Researchers tracked the participants for periods of up to eight years and identified 95 deaths from heart disease and 632 deaths from other causes.

Professor Nicolas Danchin said: “Tea has antioxidants which may provide survival benefits. Tea drinkers also have healthier lifestyles so does tea drinking reflect a particular person profile or is it tea, per se, that improves outcomes? For me that remains an open question.

“Pending the answer to that question, I think that you could fairly honestly recommend tea drinking rather than coffee drinking and even rather than not drinking anything at all.”

A second study in the Czech Republic involved 146 people assigned to drink the country’s red or white wines.

Researchers found that the wine drinkers experienced no improvements in cholesterol levels. The exception was a group of people who undertook exercise twice a week.

Researcher Professor Milos Taborsky said: “There may be some synergy between the low dose of ethyl alcohol in wine and exercise which is protective against cardiovascular disease.”

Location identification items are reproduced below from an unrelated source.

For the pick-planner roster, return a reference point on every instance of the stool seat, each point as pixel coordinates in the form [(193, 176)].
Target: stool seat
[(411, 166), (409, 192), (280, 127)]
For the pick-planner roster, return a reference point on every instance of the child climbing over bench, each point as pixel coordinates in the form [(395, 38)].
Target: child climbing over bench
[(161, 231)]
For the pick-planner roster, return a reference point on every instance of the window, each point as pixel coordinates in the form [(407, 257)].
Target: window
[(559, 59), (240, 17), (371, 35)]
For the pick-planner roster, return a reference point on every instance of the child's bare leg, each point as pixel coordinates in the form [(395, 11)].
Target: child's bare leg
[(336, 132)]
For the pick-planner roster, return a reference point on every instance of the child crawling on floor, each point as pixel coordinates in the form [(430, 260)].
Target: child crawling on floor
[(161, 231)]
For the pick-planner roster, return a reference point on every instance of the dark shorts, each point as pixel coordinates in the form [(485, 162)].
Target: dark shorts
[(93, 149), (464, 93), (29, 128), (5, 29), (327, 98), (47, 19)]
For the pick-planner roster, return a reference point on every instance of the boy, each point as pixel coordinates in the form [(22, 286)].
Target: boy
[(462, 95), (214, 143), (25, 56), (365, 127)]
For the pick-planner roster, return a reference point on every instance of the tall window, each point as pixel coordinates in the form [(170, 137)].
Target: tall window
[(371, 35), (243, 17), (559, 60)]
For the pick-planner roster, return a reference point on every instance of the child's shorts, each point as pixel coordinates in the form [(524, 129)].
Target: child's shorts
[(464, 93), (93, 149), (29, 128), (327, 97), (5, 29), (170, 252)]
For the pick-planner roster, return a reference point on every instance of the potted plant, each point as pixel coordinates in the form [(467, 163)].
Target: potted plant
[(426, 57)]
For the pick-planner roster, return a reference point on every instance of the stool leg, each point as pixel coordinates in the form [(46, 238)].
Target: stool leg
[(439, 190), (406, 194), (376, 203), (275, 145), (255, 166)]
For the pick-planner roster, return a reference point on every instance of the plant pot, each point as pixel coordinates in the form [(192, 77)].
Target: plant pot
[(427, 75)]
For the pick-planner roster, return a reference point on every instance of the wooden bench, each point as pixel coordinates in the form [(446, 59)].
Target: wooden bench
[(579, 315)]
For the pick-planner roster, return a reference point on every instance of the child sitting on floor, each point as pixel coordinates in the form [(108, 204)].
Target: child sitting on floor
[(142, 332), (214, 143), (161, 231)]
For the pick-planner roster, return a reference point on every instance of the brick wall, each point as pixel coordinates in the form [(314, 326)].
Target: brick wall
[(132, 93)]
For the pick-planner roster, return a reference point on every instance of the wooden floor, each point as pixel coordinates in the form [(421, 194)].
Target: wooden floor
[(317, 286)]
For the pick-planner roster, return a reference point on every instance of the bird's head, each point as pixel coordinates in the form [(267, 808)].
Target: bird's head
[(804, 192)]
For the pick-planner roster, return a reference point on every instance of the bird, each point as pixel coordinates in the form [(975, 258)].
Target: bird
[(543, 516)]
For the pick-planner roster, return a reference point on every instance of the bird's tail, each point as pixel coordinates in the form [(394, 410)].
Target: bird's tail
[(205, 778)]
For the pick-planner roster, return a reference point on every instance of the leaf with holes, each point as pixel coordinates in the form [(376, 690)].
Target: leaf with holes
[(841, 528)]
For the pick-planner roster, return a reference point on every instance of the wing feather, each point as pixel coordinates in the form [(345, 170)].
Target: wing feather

A third study in France analysed reports of side-effects from energy drinks reported to the country’s agency for food safety.

They identified some 257 cases, of which 95 had heart symptoms, including eight cases of cardiac arrest and 46 had heart rhythm disorders.

Researcher Professor Milou-Daniel Drici said: “The general public need to know that so-called ‘energy drinks’ have absolutely no place during or after physical exercise, as compared with other drinks designed for that purpose.

“When used in long alcoholic cocktails, the caffeine in energy drinks enables young people in dance clubs or elsewhere to overcome the unwanted effects of alcohol, leading to an even greater intake of caffeine.”

He added: “Patients rarely mention consumption of energy drinks to their doctors unless they are asked. Doctors should warn patients with cardiac conditions about the potential dangers of these drinks and ask young people in particular whether they consume such drinks on a regular basis or through binge drinking.”